For Afternoon Tea in London: There are many options ranging in price, decadence, and location. Realistically you are looking at spending between £25-65 for the experience. 
The Terrace at Harrods, TEA at Liberty and the Diamond Jubilee Tea Salon at my favorite department store Fortnum & Mason, are great places to enjoy a spot of tea and everything else while shopping.  
For pure elegance (and if money is no option) why not try the Ritz or Claridge's?
For a fun and reasonable option that combines your tea with sight seeing down the Thames,  book a boat ride with City Cruises River Thames Tea.
Finally, if you envision gardens and greenery and a warm summer's day head to The Orangery in Kensington Gardens. You will feel like you are in a period drama, I promise.
Now if you think the Afternoon Tea experience might be a bit too much for you, please have a Cream Tea. This is a much shorter and smaller endeavour that originates from the West Country. I especially recommend this while visiting a tea shop in a quaint little village. It includes your pot of tea, a scone either plain or fruit with jam and clotted cream. Now what is clotted cream you say? It's the consistency of butter and is made by warming cow's milk in a process that forms "clots". Basically to quote Wild America (I love that movie) "Devonshire cream, the creamiest cream". To be honest, scones with cream and jam are the best part of Afternoon Tea anyway (well not including the Champagne of course).

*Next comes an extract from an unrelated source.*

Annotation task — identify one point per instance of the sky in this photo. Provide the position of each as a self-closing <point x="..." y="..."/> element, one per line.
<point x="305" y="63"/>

Now as this delight originates in the West Country of course there has to be a debate in how this yummy dish should be served. Cornwall says jam first then cream and Devon says cream first then jam. I say have it how you want, FYI I do it the Cornwall way.
Can't get to the UK? Why not have a Cream Tea (or even full Afternoon Tea) party? Buy the scones or if you are very adventurous in the kitchen, make them! You probably have the tea, milk and strawberry jam at home anyway, then head to a specialty shop or British store to pick up some clotted cream.
Let the Tea Time commence!
Tayah's Take: Confused about the term High Tea? Traditionally High Tea referred to an actual meal for the working class unlike Afternoon Tea which was a social event enjoyed by the upper class. However many other nations accidentally classify Afternoon Tea as High Tea. Because of this mistake, many of the Tea Rooms and Hotels actually refer to Afternoon Tea as High Tea so that tourists can understand what they are buying!